Chloe’s latest body of work is a collection of oil paintings whose colours radiate forth from the aluminium panels they are painted upon. The pieces are partly inspired by Gian Lorenzo Bernini’s infamous mid-1700s sculpture, The Ecstasy of Saint Theresa. A century beforehand Theresa, a nun, wrote vividly of her visitation by an angel: “The pain was so great, that it made me moan: and yet so surpassing was the sweetness of this excessive pain, that I could not wish to be rid of it.” The sculpture itself, still on display at the church of Santa Maria della Vittoria in Rome, raised eyebrows for its compelling combination of both religious and sexual euphoria.
It is the state of ecstasy, both spiritual and otherwise, that Chloe examines in Suspended. Painting the pieces, the artist was compelled by “the role of wonder and rapture in art,” and equally a lack of it in contemporary society: “In Renaissance times wonder and rapture were expressed through the worship of God and depicting religious imagery,” she says, “What do we worship these days? I decided that in these works I want to transcend all the background noise and elevate my figures out of the mundane and into a more celestial space, suspending them there for the viewer and for myself.”
Suspended features a number of show-stopping large format paintings nearly two metres by two metres in dimension, plus up to ten smaller works forty cms square which could be said to be painterly examinations of gravity and weightlessness. While the paintings echo the radiant, otherworldly splendor of Renaissance religious art, they employ contemporary figures and motifs to potent effect.

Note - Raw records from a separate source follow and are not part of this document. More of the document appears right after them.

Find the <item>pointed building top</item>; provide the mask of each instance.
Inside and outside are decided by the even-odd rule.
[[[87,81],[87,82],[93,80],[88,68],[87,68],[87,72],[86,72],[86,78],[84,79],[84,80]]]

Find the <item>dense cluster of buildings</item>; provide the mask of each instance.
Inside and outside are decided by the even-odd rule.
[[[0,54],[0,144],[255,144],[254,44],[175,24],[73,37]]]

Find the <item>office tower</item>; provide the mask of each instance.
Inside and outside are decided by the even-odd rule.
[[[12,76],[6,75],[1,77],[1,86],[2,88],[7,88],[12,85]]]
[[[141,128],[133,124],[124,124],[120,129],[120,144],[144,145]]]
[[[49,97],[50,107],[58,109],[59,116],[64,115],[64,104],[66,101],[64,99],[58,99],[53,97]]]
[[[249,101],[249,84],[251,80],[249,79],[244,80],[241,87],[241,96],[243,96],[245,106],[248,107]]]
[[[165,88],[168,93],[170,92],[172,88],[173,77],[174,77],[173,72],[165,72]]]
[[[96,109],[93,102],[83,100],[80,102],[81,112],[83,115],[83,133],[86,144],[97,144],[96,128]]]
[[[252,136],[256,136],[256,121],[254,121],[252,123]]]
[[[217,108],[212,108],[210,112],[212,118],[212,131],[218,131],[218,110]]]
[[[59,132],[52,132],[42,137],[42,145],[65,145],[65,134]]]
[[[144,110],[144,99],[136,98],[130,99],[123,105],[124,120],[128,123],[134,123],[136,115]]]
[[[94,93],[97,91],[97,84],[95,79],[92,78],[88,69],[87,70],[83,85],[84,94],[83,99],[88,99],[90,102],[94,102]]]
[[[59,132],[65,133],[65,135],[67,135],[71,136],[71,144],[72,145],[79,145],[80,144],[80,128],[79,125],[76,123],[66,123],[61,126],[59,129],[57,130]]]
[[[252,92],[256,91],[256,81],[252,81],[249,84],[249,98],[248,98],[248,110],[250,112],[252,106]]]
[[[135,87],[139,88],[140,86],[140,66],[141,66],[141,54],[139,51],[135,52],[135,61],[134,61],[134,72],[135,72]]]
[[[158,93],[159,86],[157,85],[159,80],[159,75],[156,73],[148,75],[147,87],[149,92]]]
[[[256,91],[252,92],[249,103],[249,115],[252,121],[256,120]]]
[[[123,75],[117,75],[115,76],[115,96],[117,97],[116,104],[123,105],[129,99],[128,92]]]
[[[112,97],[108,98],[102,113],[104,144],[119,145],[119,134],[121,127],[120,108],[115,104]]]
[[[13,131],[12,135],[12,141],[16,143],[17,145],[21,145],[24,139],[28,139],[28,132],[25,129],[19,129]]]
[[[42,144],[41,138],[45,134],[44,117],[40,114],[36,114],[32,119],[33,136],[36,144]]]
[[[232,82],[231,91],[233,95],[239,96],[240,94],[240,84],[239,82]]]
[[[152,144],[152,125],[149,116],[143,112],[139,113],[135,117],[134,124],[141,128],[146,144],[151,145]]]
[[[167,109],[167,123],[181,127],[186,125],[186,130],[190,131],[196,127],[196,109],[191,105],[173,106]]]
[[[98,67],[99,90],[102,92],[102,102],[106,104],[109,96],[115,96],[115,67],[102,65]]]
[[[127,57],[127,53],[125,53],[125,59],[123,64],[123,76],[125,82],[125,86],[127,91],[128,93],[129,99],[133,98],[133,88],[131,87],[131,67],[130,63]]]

In the piece Something Shiny Slips Away, the starkness at the core of our society is represented by the subjects in thrall to helium balloons in primary colours – symbols of excess, celebration, and, ultimately, transience – frivolous, yet temporary. In direct contrast other pictures such as Queen of the Wild Frontier show their subjects in pursuit of an owl, traditionally a symbol of the timeless, everlasting power of nature. Loose feathers flutter in the composition suggesting struggle and perhaps the fall of angels.

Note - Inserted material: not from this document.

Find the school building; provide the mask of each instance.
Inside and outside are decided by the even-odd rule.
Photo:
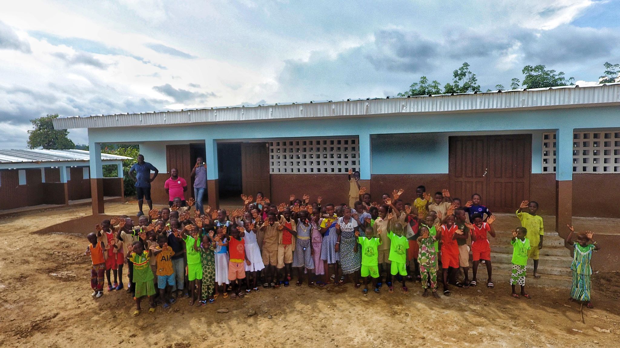
[[[304,193],[347,201],[349,168],[373,199],[395,188],[473,193],[494,212],[524,199],[557,224],[571,216],[615,217],[620,199],[620,84],[409,98],[357,99],[58,118],[56,129],[87,128],[100,143],[140,145],[161,174],[190,182],[207,165],[208,204],[262,191],[275,202]],[[102,155],[90,160],[93,212],[102,213]],[[188,193],[191,193],[188,189]],[[188,193],[191,194],[192,193]]]
[[[120,173],[100,180],[101,198],[122,200],[123,160],[130,158],[100,152],[99,155],[102,165],[116,166]],[[0,214],[26,207],[88,204],[91,182],[88,151],[0,149]]]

Besides religious art, Suspended also alludes to the Romantic movement – itself a reaction to an increasingly mechanised, secular era and a consistent influence upon the artist. In either sense, the figures strive for a higher purpose: “They are caught in a moment of weightlessness, between a rise and fall, ‘suspended’ in their endeavours,” says the artist, “will they achieve Theresa’s ecstatic state or die trying?”
Rather than indulge in contemporary trends for chasing enlightenment, pilgrimage instead to Chloe Early’s Suspended this spring.

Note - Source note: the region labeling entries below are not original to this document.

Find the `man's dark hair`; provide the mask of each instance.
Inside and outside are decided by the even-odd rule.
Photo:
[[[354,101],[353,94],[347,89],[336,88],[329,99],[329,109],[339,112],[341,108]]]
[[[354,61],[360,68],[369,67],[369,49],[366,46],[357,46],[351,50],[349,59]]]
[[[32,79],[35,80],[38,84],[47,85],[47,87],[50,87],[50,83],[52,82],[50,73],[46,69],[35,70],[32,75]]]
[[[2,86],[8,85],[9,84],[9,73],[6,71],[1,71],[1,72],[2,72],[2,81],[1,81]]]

Raised in Cork, Ireland in 1980 and now based in east London, Chloe Early is a leading figure in the revival of representational painting. Her blockbuster vignettes combine the drama and ambition of Renaissance and Romantic painting with considered contemporary figures. Her work represents a splendid example of the iron fist in a velvet glove strategy, examining the sensitive and personal aspects of conflict, ambition and entropy in an opulent, cinematic style. Graduating from Dublin’s NCAD in 2003 Chloe moved to London in 2004 where she’s lived and worked since. Before exhibiting with The Outsiders she has enjoyed shows in London, Los Angeles, Miami, New York, and on her home turf of Cork and Dublin.